As part of efforts to prevent the implementation of unnecessary regulatory barriers to medical technologies, the Medical Device Regulatory Convergence (MDRC) project—an activity under the Standards Alliance: Phase 2 program—convened a medical device regulatory workshop with the Africa Medical Devices Forum (AMDF) and the U.S. Food and Drug Administration (FDA) in Nairobi, Kenya.
The workshop, which took place on November 6-10 and brought together approximately 150 attendees from 10 African countries, fostered information exchange and capacity building between the AMDF, its member National Regulatory Authorities (NRAs), and relevant international NRAs and industry covering the core international references for medical device regulatory frameworks. Members of the U.S. FDA attended in person to train attendees from Kenya, South Africa, and Ghana (covered by MDRC) as well as representatives from Botswana, Burkina Faso, Central African Republic, Ethiopia, Gabon, Nigeria, Tanzania, and Zambia (covered by AMDF), as well as private sector attendees from surrounding countries and the Middle East.
A key goal of Standards Alliance: Phase 2 (SA2) is to help increase the capacity of developing countries to implement accepted international best practices to reduce instances of poor quality and unsafe products, services, and infrastructure. Ultimately, increased adoption and implementation of international standards will improve the quality and safety of goods on a global scale, as well as contribute to increased trade and quality of life (or GDP/income, etc.).
As the MDRC project aims to increase patients’ access to high-quality PPE and other medical technologies to respond to and recover from COVID-19, the workshop provided international lessons learned from the COVID-19 pandemic and ways to prepare for future health emergencies. As long as barriers to trade exist, they bottleneck the supply chain and prevent doctors and patients from getting much-needed medical supplies. To that end, countries cannot safely deploy PPE and medical devices without a strong medical device regulatory framework; as such, the 5-day workshop underscored the need to prevent the implementation of unnecessary regulatory barriers to medical technologies, and highlighted ways to improve general medical device NRA public administration to improve public health outcomes. Furthermore, it focused on trainings for conformity assessment, international harmonization, and good reliance practices.
Sessions included a discussion on ISO 14971:2019, Medical Devices - Application of Risk Management to Medical Devices, and how it is incorporated into ISO 13485:2016, Medical Devices - Quality Management Systems - Requirements for Regulatory Purposes.
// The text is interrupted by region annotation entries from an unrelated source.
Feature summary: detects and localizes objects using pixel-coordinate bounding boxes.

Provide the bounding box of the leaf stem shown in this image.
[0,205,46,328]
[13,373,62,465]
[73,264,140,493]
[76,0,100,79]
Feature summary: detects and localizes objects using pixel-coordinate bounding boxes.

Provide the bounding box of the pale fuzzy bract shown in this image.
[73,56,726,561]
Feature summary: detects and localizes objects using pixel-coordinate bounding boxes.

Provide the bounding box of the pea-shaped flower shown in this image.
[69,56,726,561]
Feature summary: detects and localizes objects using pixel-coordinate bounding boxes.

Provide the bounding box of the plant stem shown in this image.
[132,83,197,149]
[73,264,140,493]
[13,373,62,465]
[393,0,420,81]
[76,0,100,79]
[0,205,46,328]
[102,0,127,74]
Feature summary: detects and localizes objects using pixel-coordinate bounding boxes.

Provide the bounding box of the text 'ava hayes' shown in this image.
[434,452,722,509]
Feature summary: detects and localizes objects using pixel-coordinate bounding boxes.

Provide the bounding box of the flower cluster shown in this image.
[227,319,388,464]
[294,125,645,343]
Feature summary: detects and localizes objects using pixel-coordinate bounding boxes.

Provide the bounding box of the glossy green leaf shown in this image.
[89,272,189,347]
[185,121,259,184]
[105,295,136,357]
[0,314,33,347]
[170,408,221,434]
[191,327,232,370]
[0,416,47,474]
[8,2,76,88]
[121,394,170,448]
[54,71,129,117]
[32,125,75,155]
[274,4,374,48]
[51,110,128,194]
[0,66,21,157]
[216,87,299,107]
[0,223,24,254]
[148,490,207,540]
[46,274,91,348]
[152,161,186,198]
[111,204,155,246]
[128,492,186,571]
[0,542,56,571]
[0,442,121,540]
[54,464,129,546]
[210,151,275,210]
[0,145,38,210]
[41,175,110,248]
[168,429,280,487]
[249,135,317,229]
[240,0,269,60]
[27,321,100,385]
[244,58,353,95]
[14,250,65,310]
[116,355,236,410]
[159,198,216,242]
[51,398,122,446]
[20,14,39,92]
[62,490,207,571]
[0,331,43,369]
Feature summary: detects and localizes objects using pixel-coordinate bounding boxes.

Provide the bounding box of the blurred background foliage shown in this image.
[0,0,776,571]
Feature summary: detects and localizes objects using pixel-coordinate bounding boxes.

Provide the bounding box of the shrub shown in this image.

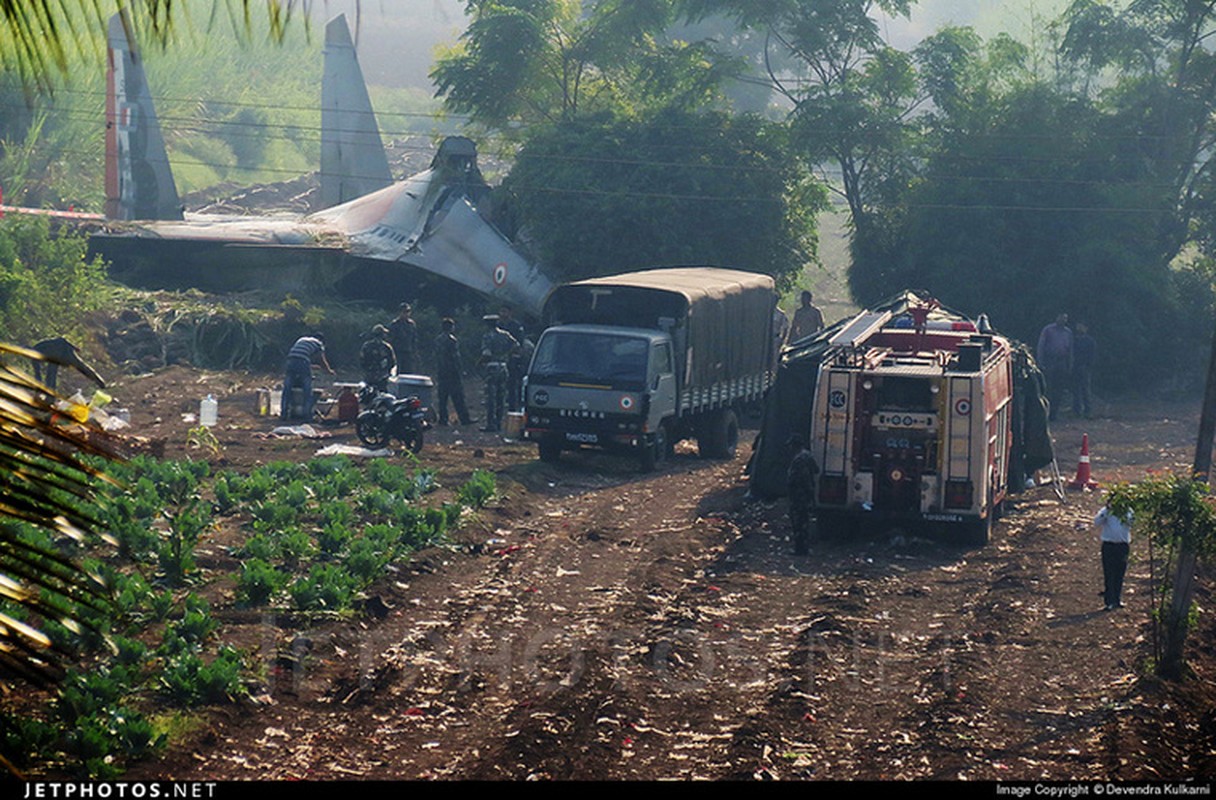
[236,558,280,605]
[287,564,355,612]
[456,469,497,508]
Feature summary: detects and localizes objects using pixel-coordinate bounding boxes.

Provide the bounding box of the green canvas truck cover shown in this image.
[544,266,776,387]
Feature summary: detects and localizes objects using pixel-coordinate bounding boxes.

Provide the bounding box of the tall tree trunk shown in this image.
[1156,316,1216,680]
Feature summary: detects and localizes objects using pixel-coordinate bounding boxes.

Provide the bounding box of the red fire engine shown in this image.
[811,303,1013,545]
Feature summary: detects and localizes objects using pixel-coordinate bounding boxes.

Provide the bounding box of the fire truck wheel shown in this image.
[962,503,996,547]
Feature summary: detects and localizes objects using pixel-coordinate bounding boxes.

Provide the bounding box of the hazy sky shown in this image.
[314,0,1065,88]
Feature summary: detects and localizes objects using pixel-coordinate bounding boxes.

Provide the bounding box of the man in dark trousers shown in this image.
[278,333,333,422]
[30,337,106,391]
[480,314,519,433]
[786,434,820,556]
[435,317,473,426]
[1093,506,1132,612]
[388,303,418,374]
[1073,322,1098,419]
[1035,312,1073,422]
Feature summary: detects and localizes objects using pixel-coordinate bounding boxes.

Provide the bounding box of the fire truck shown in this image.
[810,302,1014,545]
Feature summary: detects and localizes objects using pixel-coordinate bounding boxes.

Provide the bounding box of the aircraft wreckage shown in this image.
[90,15,552,315]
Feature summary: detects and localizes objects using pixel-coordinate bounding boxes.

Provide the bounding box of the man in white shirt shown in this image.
[1093,506,1132,612]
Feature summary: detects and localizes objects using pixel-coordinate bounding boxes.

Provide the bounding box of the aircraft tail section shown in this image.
[106,11,181,220]
[309,136,553,316]
[321,15,393,208]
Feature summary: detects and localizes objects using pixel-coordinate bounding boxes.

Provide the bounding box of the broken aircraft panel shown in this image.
[90,15,552,315]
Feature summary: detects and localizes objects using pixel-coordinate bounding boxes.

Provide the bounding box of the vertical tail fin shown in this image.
[321,15,393,208]
[106,11,181,220]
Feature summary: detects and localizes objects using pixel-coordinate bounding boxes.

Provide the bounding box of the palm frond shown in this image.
[0,343,119,683]
[0,0,311,92]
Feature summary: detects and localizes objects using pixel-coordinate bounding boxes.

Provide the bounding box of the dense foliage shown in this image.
[685,0,1216,389]
[503,112,826,284]
[0,216,106,344]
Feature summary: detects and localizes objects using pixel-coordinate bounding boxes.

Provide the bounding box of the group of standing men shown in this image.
[282,303,527,433]
[1035,314,1098,419]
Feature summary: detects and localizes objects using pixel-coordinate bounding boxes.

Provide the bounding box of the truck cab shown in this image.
[524,325,679,468]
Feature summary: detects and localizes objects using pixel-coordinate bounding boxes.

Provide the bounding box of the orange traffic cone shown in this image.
[1068,433,1098,489]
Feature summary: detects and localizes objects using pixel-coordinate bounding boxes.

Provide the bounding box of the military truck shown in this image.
[524,266,776,471]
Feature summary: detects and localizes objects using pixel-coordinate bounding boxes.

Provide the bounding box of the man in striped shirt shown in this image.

Other sessions covered standards for regulatory use; conformity assessment activities to build regulators’ confidence in device safety and performance; optimizing standards for regulatory purposes; and the World Trade Organization Agreement on Technical Barriers to Trade (WTO/TBT) and what it means for health regulatory authorities.
The program was the final training of the MDRC as part of SA2, but the MDRC team remains available as a legacy of the project to help assist with questions and challenges as part of their journey in compliance with international law and best practices. Great strides were made within the regulatory side as well as the standards side, with space being intentionally created for bilateral meetings between ANSI, KEBS, and ARSO, as well as government-to-government meetings occurring in a parallel track to conformity assessment trainings on the IEC EE scheme. The MDRC team has now continued south to Pretoria to hold SAHPRA-specific trainings tailored to their needs.
About Standards Alliance: Phase 2
The Standards Alliance: Phase 2 (SA2) is a public-private partnership between the U.S. Agency for International Development (USAID) and the American National Standards Institute (ANSI). It includes collaboration with U.S. private sector partners, U.S. government experts, and USAID-eligible countries between 2019 and 2024. SA2 conducts activities in the Latin America, Middle East, Africa, and Indo-Pacific regions.